The Monkey Bar in Honolulu, Hawaii — so named for the live monkeys that once resided behind the bar — was a popular watering hole on the island of Oahu from its inception in 1939. It is now closed, but sailors stationed at Pearl Harbor on liberty from their naval duties were frequent guests at the bar's dark brown counter.
One such man was Fireman First Class Clifford Olds, a 20-year-old North Dakotan assigned to the USS West Virginia. While on liberty from the ship on Dec. 6, 1941, Olds visited the bar and had his picture taken alongside two friends. It was the last photograph to be taken of the young man.

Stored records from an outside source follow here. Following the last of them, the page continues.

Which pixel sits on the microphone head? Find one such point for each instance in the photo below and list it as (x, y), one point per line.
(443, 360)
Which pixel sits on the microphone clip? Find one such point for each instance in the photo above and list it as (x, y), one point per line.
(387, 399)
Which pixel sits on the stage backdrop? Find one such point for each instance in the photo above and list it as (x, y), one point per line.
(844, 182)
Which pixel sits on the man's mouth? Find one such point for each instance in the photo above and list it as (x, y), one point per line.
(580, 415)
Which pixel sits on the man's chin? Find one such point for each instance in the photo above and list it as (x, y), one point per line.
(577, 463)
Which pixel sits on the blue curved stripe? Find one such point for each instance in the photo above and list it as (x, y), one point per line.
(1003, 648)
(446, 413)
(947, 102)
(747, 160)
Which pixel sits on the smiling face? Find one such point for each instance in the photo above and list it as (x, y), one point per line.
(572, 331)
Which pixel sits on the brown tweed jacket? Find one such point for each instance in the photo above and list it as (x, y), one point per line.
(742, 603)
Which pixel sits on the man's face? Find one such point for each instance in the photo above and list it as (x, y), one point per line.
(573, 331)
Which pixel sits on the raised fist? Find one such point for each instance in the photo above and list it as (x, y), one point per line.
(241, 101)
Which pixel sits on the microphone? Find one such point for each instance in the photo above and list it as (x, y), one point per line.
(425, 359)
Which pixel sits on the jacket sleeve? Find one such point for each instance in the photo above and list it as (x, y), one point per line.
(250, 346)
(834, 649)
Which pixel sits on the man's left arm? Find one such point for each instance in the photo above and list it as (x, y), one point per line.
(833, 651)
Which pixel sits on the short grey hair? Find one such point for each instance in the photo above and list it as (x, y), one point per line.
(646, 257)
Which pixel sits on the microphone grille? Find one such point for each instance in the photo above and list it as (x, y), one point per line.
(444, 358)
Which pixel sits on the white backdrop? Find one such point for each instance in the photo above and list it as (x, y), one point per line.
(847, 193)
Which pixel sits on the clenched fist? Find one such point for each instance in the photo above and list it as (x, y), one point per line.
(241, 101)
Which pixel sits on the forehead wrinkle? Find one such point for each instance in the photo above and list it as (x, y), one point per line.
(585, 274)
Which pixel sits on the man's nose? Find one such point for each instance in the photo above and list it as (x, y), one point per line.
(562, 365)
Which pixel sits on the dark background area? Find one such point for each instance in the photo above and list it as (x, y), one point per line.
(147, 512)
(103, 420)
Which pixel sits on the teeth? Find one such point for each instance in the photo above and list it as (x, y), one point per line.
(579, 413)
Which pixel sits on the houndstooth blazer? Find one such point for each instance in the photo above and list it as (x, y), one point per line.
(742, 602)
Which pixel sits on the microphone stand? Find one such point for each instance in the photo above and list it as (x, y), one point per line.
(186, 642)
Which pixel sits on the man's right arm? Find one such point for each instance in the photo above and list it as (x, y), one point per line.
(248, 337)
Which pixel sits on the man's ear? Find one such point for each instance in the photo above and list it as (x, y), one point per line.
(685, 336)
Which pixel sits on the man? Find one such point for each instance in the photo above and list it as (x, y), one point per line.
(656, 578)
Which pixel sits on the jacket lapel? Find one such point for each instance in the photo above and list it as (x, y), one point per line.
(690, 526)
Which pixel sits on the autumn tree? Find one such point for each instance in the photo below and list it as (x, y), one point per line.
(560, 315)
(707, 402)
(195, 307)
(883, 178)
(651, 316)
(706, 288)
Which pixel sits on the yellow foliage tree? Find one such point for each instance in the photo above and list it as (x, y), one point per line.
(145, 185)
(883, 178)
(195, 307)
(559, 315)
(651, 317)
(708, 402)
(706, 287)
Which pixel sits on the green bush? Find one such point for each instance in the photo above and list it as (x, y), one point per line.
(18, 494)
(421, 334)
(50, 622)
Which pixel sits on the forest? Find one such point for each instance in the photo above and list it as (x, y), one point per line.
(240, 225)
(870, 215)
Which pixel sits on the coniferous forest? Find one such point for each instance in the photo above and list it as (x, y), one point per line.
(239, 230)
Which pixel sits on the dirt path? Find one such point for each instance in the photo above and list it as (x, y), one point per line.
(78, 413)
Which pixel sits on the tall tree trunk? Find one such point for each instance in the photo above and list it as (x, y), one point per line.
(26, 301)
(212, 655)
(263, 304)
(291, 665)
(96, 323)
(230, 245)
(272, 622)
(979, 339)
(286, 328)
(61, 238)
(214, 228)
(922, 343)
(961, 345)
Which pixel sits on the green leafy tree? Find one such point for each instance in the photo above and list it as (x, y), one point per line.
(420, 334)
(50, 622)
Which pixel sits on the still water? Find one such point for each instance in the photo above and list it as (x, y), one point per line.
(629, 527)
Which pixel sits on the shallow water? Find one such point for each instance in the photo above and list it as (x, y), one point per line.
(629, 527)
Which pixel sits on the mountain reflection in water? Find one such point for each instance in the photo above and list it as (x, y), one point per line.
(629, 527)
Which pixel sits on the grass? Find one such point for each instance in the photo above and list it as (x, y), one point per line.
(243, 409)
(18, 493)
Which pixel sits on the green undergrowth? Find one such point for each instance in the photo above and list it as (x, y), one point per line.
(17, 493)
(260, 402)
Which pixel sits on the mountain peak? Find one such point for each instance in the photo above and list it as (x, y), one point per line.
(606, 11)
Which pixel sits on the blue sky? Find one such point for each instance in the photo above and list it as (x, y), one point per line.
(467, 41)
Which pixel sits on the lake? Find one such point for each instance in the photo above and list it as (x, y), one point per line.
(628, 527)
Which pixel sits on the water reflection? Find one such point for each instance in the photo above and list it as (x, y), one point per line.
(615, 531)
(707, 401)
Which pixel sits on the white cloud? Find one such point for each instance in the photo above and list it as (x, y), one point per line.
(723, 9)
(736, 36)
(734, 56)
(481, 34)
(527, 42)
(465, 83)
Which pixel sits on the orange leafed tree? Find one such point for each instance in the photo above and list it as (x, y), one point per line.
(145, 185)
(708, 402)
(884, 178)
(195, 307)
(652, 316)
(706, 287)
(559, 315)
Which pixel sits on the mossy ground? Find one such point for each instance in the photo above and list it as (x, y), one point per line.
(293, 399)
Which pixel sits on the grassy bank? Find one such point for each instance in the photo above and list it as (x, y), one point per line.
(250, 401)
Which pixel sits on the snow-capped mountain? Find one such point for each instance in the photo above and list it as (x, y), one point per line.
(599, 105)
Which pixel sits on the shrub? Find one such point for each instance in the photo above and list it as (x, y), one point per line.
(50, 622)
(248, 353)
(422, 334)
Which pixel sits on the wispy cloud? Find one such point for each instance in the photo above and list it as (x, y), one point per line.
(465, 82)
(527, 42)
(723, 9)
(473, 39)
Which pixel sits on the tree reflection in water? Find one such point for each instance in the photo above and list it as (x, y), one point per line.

The next day, Olds found himself on duty during the worst military attack to date on American soil. In the chaotic aftermath of the surprise Japanese attack on Pearl Harbor, Olds and two other men would find themselves entombed alive in the hull of the naval vessel settled in the muddy seafloor of the harbor 40 feet below the surface. It would take them 16 days to die.
Reports initially indicate that the families of the three sailors wouldn't learn of the fate of the men until decades later when, in the early 1990s, former crewmembers began sharing stories of their experiences with the press. In 1995, Honolulu Advertiser reporter Eric Gregory described the catastrophic event in greater detail and The Seattle Times later republished the article on the anniversary of the attack.
And in the decades since, various iterations of the event have been shared to social media.
As the U.S. honored the 80th anniversary of Pearl Harbor in 2021, Snopes dug through the archives to confirm the conditions that led to the deaths of the three sailors. But first, a look at the events that led up to the disastrous attack.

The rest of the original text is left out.